Pada tahapan ini, fiskus melakukan penyitaan maupun pelelangan. Penyitaan dan pelelangan dilakukan oleh fiskus bersama dengan jurusita. Jurusita adalah pelaksana tindakan penagihan pajak yang berupa penagihan seketika dan sekaligus, pemberitahuan Surat Paksa, melaksanakan penyitaan dan penyanderaan berdasarkan surat perintah.
Tujuan dilakukannya penyitaan untuk memperoleh jaminan atas pajak terutang wajib pajak. Sementara itu, lelang dilakukan ketika wajib pajak tak kunjung melunasi utang pajaknya, dimana barang yang telah disita akan dilelang dengan tujuan untuk melunasi utang pajak dan biaya penagihan utang pajak dengan tetap memberikan perlindungan kepada wajib pajak.
Kemudian yang ketiga, penagihan seketika dan sekaligus yaitu tindakan penagihan yang dilakukan oleh jurusita terhadap penanggung pajak tanpa menunggu tanggal jatuh tempo pembayaran. Tujuan dilakukannya penagihan pajak seketika dan sekaligus yaitu untuk mencegah terjadinya pajak terutang yang tidak dapat ditagih. Namun, jika pada saat penagihan seketika dan sekaligus wajib pajak tidak dapat membayarnya, maka jurusita pajak akan menunggu hingga tanggal jatuh tempo.
Dasar Hukum Penagihan Pajak
Yang menjadi dasar hukum dari penagihan pajak dengan Surat Paksa adalah UU No. 19 Tahun 1997 tentang Penagihan Pajak Dengan Surat Paksa, dimana UU tersebut mulai berlaku sejak tangal 23 Mei 1997. Kemudian, peraturan tersebut mengalami perubahan dan menjadi UU No. 19 Tahun 2000, yang mulai berlaku sejak tanggal 1 Januari 2001.
Baca juga: Suami Meninggal, Cek Aturan NPWP dan Tunggakan Pajaknya
Hak dan Kewajiban Wajib Pajak
Dalam penagihan pajak, wajib pajak memiliki hak dan kewajiban. Adapun, kewajiban yang harus dipenuhi oleh wajib pajak antara lain:
- Wajib pajak berkewajiban melakukan pelunasan utang pajak sebelum jatuh tempo
- Wajib pajak berkewajiban berkomitmen dalam angsuran ataupun penundaan pembayaran pajak
- Wajib pajak berkewajiban agar bersifat kooperatif dalam tindakan penagihan pajak
- Wajib pajak dilarang melakukan tindakan yang melanggar UU Penagihan Pajak dengan Surat Paksa dalam Penagihan Pajak yang berakibat pada tindakan pidana, misalnya seperti memindahtangankan, menyembunyikan, menghilangkan, ataupun memindahkan hak atas barang yang disita.
Dalam hal telah memenuhi kewajibannya, wajib pajak pun juga dapat memperoleh haknya.

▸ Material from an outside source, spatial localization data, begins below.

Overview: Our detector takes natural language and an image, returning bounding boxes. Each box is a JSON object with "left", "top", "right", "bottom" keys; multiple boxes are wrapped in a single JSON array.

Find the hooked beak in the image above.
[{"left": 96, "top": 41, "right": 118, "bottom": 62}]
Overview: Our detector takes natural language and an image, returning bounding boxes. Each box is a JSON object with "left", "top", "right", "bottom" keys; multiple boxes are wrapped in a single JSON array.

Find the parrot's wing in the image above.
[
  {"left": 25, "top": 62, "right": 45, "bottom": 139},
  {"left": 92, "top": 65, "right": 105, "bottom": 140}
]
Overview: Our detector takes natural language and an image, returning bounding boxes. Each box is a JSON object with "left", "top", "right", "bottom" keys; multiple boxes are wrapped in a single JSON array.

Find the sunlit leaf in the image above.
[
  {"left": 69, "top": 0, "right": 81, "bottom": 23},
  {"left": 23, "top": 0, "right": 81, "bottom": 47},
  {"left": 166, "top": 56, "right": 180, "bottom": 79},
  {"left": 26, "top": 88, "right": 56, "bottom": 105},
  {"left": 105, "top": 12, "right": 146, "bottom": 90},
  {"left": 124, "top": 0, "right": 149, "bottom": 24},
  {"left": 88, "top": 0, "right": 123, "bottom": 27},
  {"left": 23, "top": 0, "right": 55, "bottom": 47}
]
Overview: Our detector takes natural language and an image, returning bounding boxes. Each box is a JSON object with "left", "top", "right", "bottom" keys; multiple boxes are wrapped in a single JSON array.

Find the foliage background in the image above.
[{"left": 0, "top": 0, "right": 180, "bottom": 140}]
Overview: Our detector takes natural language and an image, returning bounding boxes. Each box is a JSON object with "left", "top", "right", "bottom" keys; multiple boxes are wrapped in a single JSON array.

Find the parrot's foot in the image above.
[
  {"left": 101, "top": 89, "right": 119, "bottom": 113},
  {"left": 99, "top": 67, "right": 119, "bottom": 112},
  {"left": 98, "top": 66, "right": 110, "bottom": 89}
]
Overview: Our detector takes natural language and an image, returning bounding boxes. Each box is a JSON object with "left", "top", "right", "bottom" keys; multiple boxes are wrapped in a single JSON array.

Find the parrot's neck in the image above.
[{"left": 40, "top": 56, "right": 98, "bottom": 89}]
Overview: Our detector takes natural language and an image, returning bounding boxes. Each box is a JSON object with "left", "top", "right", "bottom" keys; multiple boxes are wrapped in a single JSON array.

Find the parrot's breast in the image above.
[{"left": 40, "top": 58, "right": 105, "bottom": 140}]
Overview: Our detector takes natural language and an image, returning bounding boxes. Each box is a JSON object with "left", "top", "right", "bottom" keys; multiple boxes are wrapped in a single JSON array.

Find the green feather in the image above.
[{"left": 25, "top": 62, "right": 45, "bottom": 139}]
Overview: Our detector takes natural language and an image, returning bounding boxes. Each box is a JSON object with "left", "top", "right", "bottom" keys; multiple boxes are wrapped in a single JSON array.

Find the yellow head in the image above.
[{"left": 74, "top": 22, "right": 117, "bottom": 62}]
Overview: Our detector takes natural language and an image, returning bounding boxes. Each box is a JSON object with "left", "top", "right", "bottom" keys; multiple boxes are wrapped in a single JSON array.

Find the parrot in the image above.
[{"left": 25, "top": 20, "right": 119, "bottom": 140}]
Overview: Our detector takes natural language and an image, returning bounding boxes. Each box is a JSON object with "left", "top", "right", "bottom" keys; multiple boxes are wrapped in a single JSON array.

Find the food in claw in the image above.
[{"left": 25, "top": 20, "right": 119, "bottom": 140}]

Hak tersebut antara lain:
- Wajib pajak berhak mengajukan angsuran serta penundaan pembayaran utang pajak
- Wajib pajak berhak mengajukan permohonan pengurangan maupun penghapusan sanksi administrasi
- Untuk SKPKB/SKPKBT sejak tahun 2008 hingga sekarang yang tidak disetujui oleh wajib pajak pada saat pembahasan akhir pemeriksaan, penagihan pajak menjadi tertangguh
- Wajib pajak berhak mengajukan gugatan atas pelaksanaan Surat Perintah Melaksanakan Penyitaan, Surat Paksa, Pengumuman Lelang, Keputusan Pencegahan dalam rangka Penagihan Pajak ke Pengadilan Negeri
- Wajib pajak berhak mengajukan gugatan atas pelaksanaan penyanderaan ke Pengadilan Negeri
- Wajib pajak dapat mengajukan sanggahan atas objek sita.

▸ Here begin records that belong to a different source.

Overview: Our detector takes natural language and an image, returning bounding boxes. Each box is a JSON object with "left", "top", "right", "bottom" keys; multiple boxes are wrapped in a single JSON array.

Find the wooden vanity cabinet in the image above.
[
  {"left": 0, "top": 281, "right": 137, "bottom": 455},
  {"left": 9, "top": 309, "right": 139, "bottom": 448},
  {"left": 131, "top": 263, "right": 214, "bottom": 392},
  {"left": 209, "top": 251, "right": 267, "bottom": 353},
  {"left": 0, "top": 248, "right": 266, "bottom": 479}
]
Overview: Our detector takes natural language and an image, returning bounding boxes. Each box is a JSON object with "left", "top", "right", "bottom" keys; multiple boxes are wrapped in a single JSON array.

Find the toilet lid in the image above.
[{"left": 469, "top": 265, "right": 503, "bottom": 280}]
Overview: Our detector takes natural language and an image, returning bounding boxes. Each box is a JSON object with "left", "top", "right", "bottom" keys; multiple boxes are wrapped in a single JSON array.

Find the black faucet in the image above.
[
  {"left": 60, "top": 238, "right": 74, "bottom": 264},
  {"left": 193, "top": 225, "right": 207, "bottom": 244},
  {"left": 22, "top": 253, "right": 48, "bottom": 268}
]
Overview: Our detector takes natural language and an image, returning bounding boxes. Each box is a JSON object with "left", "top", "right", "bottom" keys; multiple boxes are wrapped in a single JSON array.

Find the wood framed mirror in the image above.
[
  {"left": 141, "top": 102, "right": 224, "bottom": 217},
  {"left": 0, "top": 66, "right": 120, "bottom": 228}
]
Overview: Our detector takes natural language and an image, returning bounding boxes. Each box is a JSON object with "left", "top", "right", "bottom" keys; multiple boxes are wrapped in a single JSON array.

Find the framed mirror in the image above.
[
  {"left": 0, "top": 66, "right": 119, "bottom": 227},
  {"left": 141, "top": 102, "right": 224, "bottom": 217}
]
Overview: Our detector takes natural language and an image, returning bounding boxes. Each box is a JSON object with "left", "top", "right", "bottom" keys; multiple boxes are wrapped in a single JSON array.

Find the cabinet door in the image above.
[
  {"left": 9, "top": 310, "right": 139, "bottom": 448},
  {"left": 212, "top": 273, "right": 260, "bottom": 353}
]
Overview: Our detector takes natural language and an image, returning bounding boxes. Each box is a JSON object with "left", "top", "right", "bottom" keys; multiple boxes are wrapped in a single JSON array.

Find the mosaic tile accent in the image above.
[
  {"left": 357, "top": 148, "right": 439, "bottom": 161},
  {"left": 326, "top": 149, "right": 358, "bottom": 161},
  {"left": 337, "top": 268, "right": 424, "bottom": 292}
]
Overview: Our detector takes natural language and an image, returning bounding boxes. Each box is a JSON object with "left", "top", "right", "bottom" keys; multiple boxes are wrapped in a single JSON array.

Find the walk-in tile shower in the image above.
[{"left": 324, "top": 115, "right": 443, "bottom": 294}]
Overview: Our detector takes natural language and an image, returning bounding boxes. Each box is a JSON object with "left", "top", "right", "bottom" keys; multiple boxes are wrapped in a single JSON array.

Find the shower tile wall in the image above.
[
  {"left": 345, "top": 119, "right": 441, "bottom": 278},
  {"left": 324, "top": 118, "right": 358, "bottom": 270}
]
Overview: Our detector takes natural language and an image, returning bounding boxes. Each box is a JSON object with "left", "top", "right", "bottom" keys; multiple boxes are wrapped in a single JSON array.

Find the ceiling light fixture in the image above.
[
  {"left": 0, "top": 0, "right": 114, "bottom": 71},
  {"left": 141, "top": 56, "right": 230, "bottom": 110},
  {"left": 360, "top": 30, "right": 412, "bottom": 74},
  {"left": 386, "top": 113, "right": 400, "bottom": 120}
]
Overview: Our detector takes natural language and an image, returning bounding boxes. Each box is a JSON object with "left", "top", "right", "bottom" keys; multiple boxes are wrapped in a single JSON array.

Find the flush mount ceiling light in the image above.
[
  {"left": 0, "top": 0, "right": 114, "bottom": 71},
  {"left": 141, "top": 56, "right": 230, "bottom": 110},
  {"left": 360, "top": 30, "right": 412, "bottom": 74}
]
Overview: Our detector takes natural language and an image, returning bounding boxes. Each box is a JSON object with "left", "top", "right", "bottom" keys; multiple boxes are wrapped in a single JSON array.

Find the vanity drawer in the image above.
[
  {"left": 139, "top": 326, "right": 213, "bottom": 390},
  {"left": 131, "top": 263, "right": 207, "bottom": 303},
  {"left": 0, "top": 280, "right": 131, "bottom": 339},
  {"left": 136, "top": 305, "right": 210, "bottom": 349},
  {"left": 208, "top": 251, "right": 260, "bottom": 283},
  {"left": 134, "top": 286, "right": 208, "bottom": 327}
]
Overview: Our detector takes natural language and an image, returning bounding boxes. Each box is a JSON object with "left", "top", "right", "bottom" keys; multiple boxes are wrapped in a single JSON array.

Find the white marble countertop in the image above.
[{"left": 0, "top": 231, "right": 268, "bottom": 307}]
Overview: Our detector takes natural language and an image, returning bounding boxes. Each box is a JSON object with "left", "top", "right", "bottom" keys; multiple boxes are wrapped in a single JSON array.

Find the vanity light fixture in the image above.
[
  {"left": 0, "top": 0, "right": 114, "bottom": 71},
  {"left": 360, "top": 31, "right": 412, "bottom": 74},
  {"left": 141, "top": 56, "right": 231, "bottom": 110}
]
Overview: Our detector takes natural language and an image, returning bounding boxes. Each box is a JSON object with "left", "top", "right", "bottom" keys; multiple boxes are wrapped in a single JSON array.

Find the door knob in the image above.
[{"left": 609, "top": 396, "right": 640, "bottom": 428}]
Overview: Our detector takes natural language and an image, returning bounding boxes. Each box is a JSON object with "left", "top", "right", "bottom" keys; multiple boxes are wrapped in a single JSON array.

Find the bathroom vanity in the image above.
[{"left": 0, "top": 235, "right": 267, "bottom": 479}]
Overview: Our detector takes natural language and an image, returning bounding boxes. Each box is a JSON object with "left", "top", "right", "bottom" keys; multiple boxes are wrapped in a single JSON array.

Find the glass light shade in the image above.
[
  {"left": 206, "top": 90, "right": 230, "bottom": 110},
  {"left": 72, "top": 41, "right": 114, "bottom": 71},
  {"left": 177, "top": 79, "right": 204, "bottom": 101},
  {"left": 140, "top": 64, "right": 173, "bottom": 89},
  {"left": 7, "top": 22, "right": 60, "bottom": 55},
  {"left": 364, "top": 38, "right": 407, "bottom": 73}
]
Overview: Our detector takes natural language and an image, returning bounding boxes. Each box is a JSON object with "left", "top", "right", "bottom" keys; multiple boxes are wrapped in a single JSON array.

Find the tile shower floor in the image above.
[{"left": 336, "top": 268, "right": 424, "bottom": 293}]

Baca juga: Penyebab Sengketa Pajak dan Pencegahannya, Pelajari Di Sini!
Kadaluarsa Penagihan Pajak
Terhadap wajib pajak, DJP memiliki jangka waktu 5 tahun dalam melaksanakan Penagihan Pajak yang terhitung mulai saat diterbitkannya dasar penagihan pajak. Jika telah lebih dari 5 tahun, penagihan pajak tidak dapat lagi dilakukan sebab hak penagihan terhadap utang pajak dianggap telah gugur. Namun, hal tersebut dapat tertangguh atau melampaui 5 tahun jika dalam kondisi:
- Diterbitkan Surat Paksa
- Adanya pengakuan utang pajak dari wajib pajak baik secara langsung maupun tidak langsung, seperti wajib pajak yang mengajukan permohonan pengangsuran ataupun penundaan pelunasan pajak
- Diterbitkannya SKPKB atau SKPKBT jika wajib pajak melakukan tindakan pidana perpajakan dan tindakan pidana lainnya yang merugikan pendapatan Negara
- Dilakukannya penyidikan tindak pidana di bidang perpajakan.